Competitive Monitoring für B2B-Marketing-Teams

In B2C-Märkten ist Wettbewerbsbeobachtung selbstverständlich. Große Konsumgüterkonzerne investieren Millionen in Market Intelligence. Aber was machen B2B-Marketing-Teams? Meist: zu wenig.

Warum B2B-Teams Competitive Monitoring brauchen

B2B-Vertriebszyklen sind lang – laut Gartner durchschnittlich 4,6 Monate und über bis zu 7 Kanäle hinweg. Entscheidungen werden über Monate vorbereitet. In dieser Zeit kann viel passieren:

  • Ein Wettbewerber launcht ein neues Feature, das euer Alleinstellungsmerkmal in Frage stellt
  • Ein Konkurrent positioniert sich plötzlich in eurem Kernmarkt
  • Ein wichtiger Player geht eine strategische Partnerschaft ein
  • Die Messaging-Strategie eines Wettbewerbers verschiebt sich – und ihr merkt es erst bei der nächsten Ausschreibung

Wer diese Signale nicht systematisch erfasst, verliert seinen Informationsvorsprung.

Das Problem: Manuelle Recherche skaliert nicht

Die meisten B2B-Teams „beobachten“ ihre Wettbewerber, indem jemand gelegentlich deren LinkedIn-Profil besucht oder deren Website checkt. Das Problem: Laut Forrester arbeiten die meisten M&CI-Teams mit stark begrenzten Ressourcen – 13 von 21 befragten Organisationen haben 5 oder weniger Mitarbeiter. Manuelle Recherche hat daher drei fundamentale Probleme:

  1. Es passiert nicht regelmäßig. Im Tagesgeschäft geht es unter.
  2. Es ist nicht systematisch. Keine klare Methodik, keine Dokumentation.
  3. Es ist nicht geteilt. Das Wissen bleibt bei einer Person.

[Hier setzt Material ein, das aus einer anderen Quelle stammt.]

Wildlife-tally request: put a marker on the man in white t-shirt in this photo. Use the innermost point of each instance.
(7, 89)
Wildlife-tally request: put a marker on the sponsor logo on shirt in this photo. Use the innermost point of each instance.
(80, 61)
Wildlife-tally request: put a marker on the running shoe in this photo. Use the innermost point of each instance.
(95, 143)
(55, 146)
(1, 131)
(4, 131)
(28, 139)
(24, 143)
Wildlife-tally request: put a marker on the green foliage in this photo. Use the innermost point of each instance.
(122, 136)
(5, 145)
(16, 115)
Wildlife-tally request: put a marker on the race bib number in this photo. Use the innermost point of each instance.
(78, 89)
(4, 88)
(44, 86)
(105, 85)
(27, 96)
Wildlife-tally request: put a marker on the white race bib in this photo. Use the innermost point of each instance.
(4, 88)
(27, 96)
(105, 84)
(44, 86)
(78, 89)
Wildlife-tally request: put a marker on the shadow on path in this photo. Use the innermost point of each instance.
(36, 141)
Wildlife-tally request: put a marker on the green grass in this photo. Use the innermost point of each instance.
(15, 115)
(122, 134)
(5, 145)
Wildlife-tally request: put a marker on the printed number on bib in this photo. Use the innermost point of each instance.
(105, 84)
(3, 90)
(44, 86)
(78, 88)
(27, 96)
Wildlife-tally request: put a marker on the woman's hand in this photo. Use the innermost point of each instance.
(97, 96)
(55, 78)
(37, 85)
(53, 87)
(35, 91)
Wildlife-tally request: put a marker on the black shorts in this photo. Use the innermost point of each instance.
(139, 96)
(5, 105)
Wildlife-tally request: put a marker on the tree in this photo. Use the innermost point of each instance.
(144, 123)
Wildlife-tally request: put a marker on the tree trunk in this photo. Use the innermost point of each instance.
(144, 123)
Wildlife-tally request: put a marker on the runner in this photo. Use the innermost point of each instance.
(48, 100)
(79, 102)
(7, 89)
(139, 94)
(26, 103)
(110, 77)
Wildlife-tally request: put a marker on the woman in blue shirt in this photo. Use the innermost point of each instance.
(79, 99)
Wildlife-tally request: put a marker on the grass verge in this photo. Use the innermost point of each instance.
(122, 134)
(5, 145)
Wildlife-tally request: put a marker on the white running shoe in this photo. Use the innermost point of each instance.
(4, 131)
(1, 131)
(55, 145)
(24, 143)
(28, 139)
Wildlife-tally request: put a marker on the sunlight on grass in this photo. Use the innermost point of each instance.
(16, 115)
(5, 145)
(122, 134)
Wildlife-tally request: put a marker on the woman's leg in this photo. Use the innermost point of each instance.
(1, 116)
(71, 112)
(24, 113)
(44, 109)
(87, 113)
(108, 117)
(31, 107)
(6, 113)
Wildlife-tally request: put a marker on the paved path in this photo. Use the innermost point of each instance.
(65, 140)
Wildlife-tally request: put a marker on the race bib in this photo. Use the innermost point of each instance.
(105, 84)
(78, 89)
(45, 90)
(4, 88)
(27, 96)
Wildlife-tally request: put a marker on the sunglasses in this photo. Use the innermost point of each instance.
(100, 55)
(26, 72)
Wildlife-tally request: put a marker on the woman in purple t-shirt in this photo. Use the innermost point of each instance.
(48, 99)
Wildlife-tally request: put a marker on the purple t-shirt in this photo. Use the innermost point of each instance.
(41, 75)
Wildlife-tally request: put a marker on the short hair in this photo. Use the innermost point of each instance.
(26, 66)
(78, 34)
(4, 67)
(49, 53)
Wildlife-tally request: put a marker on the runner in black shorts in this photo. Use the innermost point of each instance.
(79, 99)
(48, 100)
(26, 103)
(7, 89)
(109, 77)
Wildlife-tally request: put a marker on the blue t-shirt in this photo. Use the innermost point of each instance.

Die Lösung: Strukturiertes Monitoring

Effektives Competitive Monitoring braucht – wie auch SCIP (Strategic and Competitive Intelligence Professionals) in ihren Best Practices betont – drei Dinge:

  • Automatisierte Erfassung: Alle relevanten Quellen werden automatisch überwacht
  • Intelligente Filterung: KI trennt Signal von Rauschen
  • Gemeinsamer Zugang: Das gesamte Team hat denselben Wissensstand

Mit einem Tool wie Picasi lässt sich das in 15 Minuten pro Tag erledigen: Morgens die priorisierten Updates durchgehen, relevante Insights mit dem Team teilen, fertig.

Wie ihr startet

  1. Definiert eure Top-5-Wettbewerber – diejenigen, die in den meisten Ausschreibungen oder Gesprächen auftauchen
  2. Identifiziert deren Kanäle – LinkedIn-Profile der Entscheider, Unternehmensseiten, Newsletter, Blog
  3. Richtet automatisches Monitoring ein – mit Picasi oder einem vergleichbaren Tool
  4. Etabliert eine Routine – 15 Minuten pro Tag, fester Zeitpunkt
  5. Teilt eure Insights – im wöchentlichen Team-Meeting oder asynchron

Fazit

Competitive Monitoring ist kein Nice-to-have für B2B-Marketing-Teams. Es ist die Grundlage für informierte strategische Entscheidungen. Der Aufwand ist minimal – der Informationsvorsprung ist es nicht.